Building on a discussion in one of the Australia post-election threads, I checked the data for Presidents, Parties, and Prime Ministers to see if PMs in “Westminster” systems were any less frequently dismissed due to “intra-party” politics than PMs in parliamentary systems overall. To make a long story short, they are (except, apparently, in Australia).
The question came up because Julia Gillard, the current PM of Australia, replaced a co-partisan PM between elections, and Alan noted that her predecessor was the third out of the last ten so replaced. At the time I pointed out that 3 out of 10 was precisely the rate at which PMs in parliamentary systems overall are dismissed by their own parties. More precisely, we found that 30.2% of 354 PMs surveyed left office on account of internal party politics. (The remainder was about evenly split between election defeats and coalition breakdown.) So, Australia seemed “normal,” not a case where PM termination between elections was overly frequent by the comparative yardstick.
But what about compared to similar parliamentary democracies, where majority government is the norm (or at least used to be!)? That is, let’s leave out parliamentary systems where coalitions are the norm, and where perhaps some cases of intra-party conflict are really generated by the tensions of governing in coalition, and not by purely intra-party matters.

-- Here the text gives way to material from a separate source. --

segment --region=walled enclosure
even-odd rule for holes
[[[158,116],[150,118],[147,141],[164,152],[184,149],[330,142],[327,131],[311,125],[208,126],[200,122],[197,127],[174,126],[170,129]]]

My first look at the data suggested that the rate was not much different in this subset than overall (I found 22 of 78). However, quite a few of these were coded in the detailed data as something like “Intraparty — left office voluntarily.” Now, that is clearly an intra-party replacement, so I am not second-guessing our own data coding! However, there is quite a lot of difference between a party undertaking an inter-electoral leadership change because the former PM decided on his or her own accord to leave, and a challenge to a sitting leader who goes involuntarily.
So let’s look at things again, with cases of “voluntary” departure relegated to a residual category.
Now things look rather different. There are only nine of 78 PMs in Westminster systems who leave for reasons that might be termed intra-party conflict. That’s 11.5%, which I have to agree is a good deal less than 3 of 10!
What about in the non-Westminster cases? We should also remove the “voluntary” departures from this subset. When we do, we are left with about 24% leaving due to intra-party conflict in the entire parliamentary data. In the non-Westminster subset, it’s 28%.
So there you have it. Roughly one eighth of Westminster PMs leave due to intra-party conflict, compared to well over a quarter of non-Westminster PMs. That seems pretty significant. And I thank Alan for prompting me to look deeper at the data!
The countries taken as “Westminster” for the purposes of this exercise, and their own rate of dismissals for intra-party reasons, are:
New Zealand (1/12)***
Sri Lanka (0/10 during its parliamentary regime)
The real question, of course, would be to break down majority vs. coalition (and minority) governments, not Westminster vs. non-Westminster. But the two categories are quite closely aligned.
Obviously, another big difference across parliamentary subtypes is in the percentage of PMs who leave office due to electoral defeat. Elections account for about a third of all parliamentary PM terminations, but 48.1% (38 of 79) in these Westminster systems. Electoral defeat is what we might expect to be the most common mechanism of PM termination in a Westminster system, of course. Just as obviously, inter-party conflict is almost never a cause of PM termination in Westminster systems: just five PMs in India and one in Bangladesh left for such reasons. (Perhaps we could add Whitlam, in Australia, who is coded as an “other” due to his dismissal by the Governor General, but the underlying reason for conflict was his lack of support in the second chamber.)
* This was before Rudd’s forced resignation.
** The Indian case is Desai, who headed the unwieldy (and not very Westminster) anti-Congress coalition that collapsed in 1979.
*** I excluded PMs in the PR era, since 1996. Since then, our dataset has only Shipley, who served out her term. We could add Clark, who also survived to see electoral defeat. The two of them would leave NZ, through 2008, at 1/14.